The European Parliament’s Committee on International Trade (INTA) released a report illustrating its amendments to the EU’s long-term replacement to its steel safeguard protections last week, proposing various changes to the power and scope of the regulation.
Rapporteur Karin Karlsbro published the report on 3 February, detailing the amendments voted on by the committee in its latest session on 27 January, adopted by a majority of 36 to 2, with 5 abstentions. The report was also informed by submissions from the Committee of Industry, Research, and Energy.
The proposed amendments largely intensify Commission obligations to monitor and review the impacts of the regulation, particularly for downstream steel-consuming industries; as well as limiting Commission powers in tariff-compensation negotiations, and intensifying the scope of melt-and-pour requirements.
INTA’s amendments are not final, and must be approved or further amended by the European Commission, and Council, as the regulatory proposal moves through the EU’s Ordinary legislative procedure.
Downstream Industries
Downstream industries are suffering from many of the same issues as the EU’s primary steel sector – high production costs, and a lack of competition against substitutive imports – but remain relatively unshielded in terms of direct trade defenses. Both domestic distribution, and steel-consuming industries have warned that steel price inflation as a result of increased (or unbalanced) protectionism could turn these pressures existential, especially while demand for domestic downstream products is generally subdued.

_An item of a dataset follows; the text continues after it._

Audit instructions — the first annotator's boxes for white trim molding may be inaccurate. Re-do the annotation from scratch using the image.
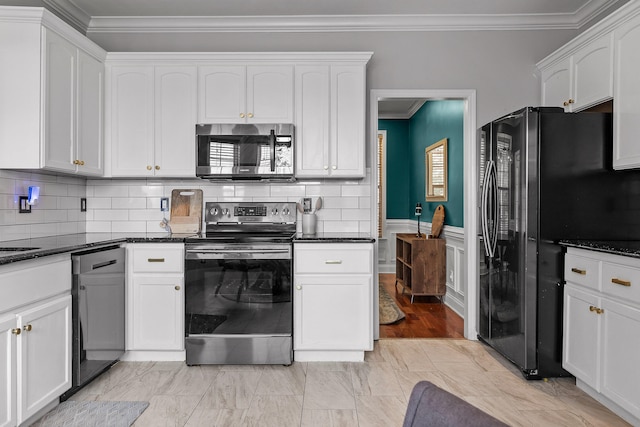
[87,0,618,34]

As such, the Committee on International Trade has introduced a series of amendments to monitor these pressures – including explicit reference to domestic steel prices – on a more frequent, and expedited basis, requiring an initial review after 6 months, a regulatory proposal on possible scope extensions within a year, subsequent bi-annual reviews, and surveyance of the full steel value chain for stakeholder assessments.
Quota administration
Ultimately, INTA did not recommend the reinstatement of the quota carry-over mechanism, which rolls unused quota volumes into the next quarter, but amended the regulation’s recitals, or contextual clauses, with provisions targeting the “concentration of imports by a few operators and stockpiling practices” – defined by INTA as the delay of imports for release into free circulation to secure unfair access to relevant quotas.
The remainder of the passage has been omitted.